GoogleCloudPlatform / prometheus-engine

Google Cloud Managed Service for Prometheus libraries and manifests.
https://g.co/cloud/managedprometheus
Apache License 2.0
195 stars 93 forks source link

One or more TimeSeries could not be written: Points must be written in order. #851

Closed andreasmh closed 8 months ago

andreasmh commented 8 months ago

We are getting the error:

InvalidArgument desc = One or more TimeSeries could not be written: Points must be written in order. One or more of the points specified had an older start time than the most recent point.

I saw this already existed: https://github.com/GoogleCloudPlatform/prometheus-engine/issues/814 But it was closed, so I decided to create a new one.

We are seeing the same issue. We have gone through the troubleshooting guide and verified that:

Most, if not all, errors show:

error details: name = Unknown  desc = total_point_count:200  success_point_count:199  errors:{status:{code:3}  point_count:1

Does this mean that 199 metric points were successfully added? And only 1 failed? Could there be some kind of "off-by-one" error in the collection/scraping?

If we successfully added 199 point and only failed on one (that had already been added previously?), should it really be an error log?

I tried looking at the metrics in question, and I'm not seeing any gaps.

Can I safely ignore these errors, or is it something I should be concerned about?

Collector version: v2.41.0-gmp.7-gke.0 Cluster version: 1.27.8-gke.1067004

pintohutch commented 8 months ago

Hi @andreasmh,

I just looked at another issue and discussed in https://github.com/GoogleCloudPlatform/prometheus-engine/issues/823#issuecomment-1949347619. Do you have any similar relabeling logic?

andreasmh commented 8 months ago

No, not similar to that. Most of the scrapes erroring is tied to Istio in some way.

For example, our scrape config for the ingressgateways looks like this:

apiVersion: monitoring.googleapis.com/v1
kind: PodMonitoring
metadata:
  name: monitoring-istio-data-plane-ingressgateway
  namespace: istio-system
spec:
  selector:
    matchLabels:
      istio: ingressgateway
  endpoints:
    - port: http-envoy-prom
      scheme: http
      interval: 30s
      path: /stats/prometheus
  targetLabels:
    fromPod:
      - from: app
        to: app
      - from: istio
        to: istio

All the errors complain about only 1-3 failed points. If we had duplicate scraping configuration, wouldn't we be seeing a lot more failed points?

Here is an example log with some relevant values (but most labels removed):

"caller":"export.go:940", "component":"gcm_exporter", "err":"rpc error: code = InvalidArgument desc = One or more TimeSeries could not be written: Points must be written in order. One or more of the points specified had an older start time than the most recent point.: prometheus_target{cluster:main,location:europe-north1,namespace:istio-system,instance:istio-ingressgateway-577456d945-nrpk7:http-envoy-prom,job:monitoring-istio-data-plane-ingressgateway} timeSeries[0-199]: prometheus.googleapis.com/istio_requests_total/counter{pod:istio-ingressgateway-577456d945-nrpk7,app:istio-ingressgateway,response_code:401,source_app:istio-ingressgateway,container:istio-proxy}
error details: name = Unknown  desc = total_point_count:200  success_point_count:199  errors:{status:{code:3}  point_count:1}", "level":"error", "msg":"send batch", "size":200, "ts":"2024-02-19T07:42:03.550Z"}
pintohutch commented 8 months ago

It really depends. Do the errors consistently report the istio_requests_total metric in particular? Or are there other metrics? Also, is it for these same labels (i.e. same instance, job, response_code, etc)?

And is this consistently happening? Or only transiently (e.g. during pod restarts or K8s upgrades)?
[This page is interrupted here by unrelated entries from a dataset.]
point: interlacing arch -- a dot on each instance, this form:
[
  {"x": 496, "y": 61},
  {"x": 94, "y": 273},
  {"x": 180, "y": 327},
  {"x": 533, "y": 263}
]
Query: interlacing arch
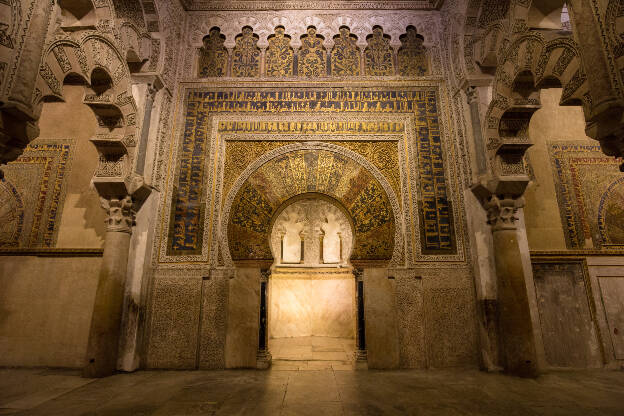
[{"x": 529, "y": 64}]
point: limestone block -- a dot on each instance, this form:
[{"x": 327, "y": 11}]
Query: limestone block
[
  {"x": 241, "y": 339},
  {"x": 45, "y": 309},
  {"x": 612, "y": 289},
  {"x": 213, "y": 323},
  {"x": 174, "y": 322},
  {"x": 303, "y": 307},
  {"x": 411, "y": 323},
  {"x": 450, "y": 327}
]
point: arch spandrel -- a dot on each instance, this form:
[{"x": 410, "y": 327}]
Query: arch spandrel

Since you're using a PodMonitoring and no metric relabeling, I don't think there's anything fishy with the scrape configuration itself.

FYI the targetLabels.fromPod.to fields are optional if you're not renaming them to a different label.

lyanco commented 8 months ago

We've seen some issues with istio-envoy before, but it has to do with the client/exporter not with GMP.

IIRC it has to do with the exporter itself generating duplicate time series due to "destination_workload" and "source_workload" both being set to unknown due to the traffic coming from outside the cluster. Doesn't look to be the exact case here but it is likely something similar.

Not only do those 6 fields need to be unique, every time series needs to have a unique combination of label values. If the exporter is setting some timeseries to the same value then it will almost certainly result in duplicate time series.

Unfortunately there's no real way to diagnose this besides going to the relevant /metrics endpoint and looking for duplicate time series. Copy-pasting the labels from the error message and searching for them in the /metrics output will likely show you that some time series are duplicate due to these label values being hardcoded.

pintohutch commented 8 months ago

Closing for now given Lee's comment.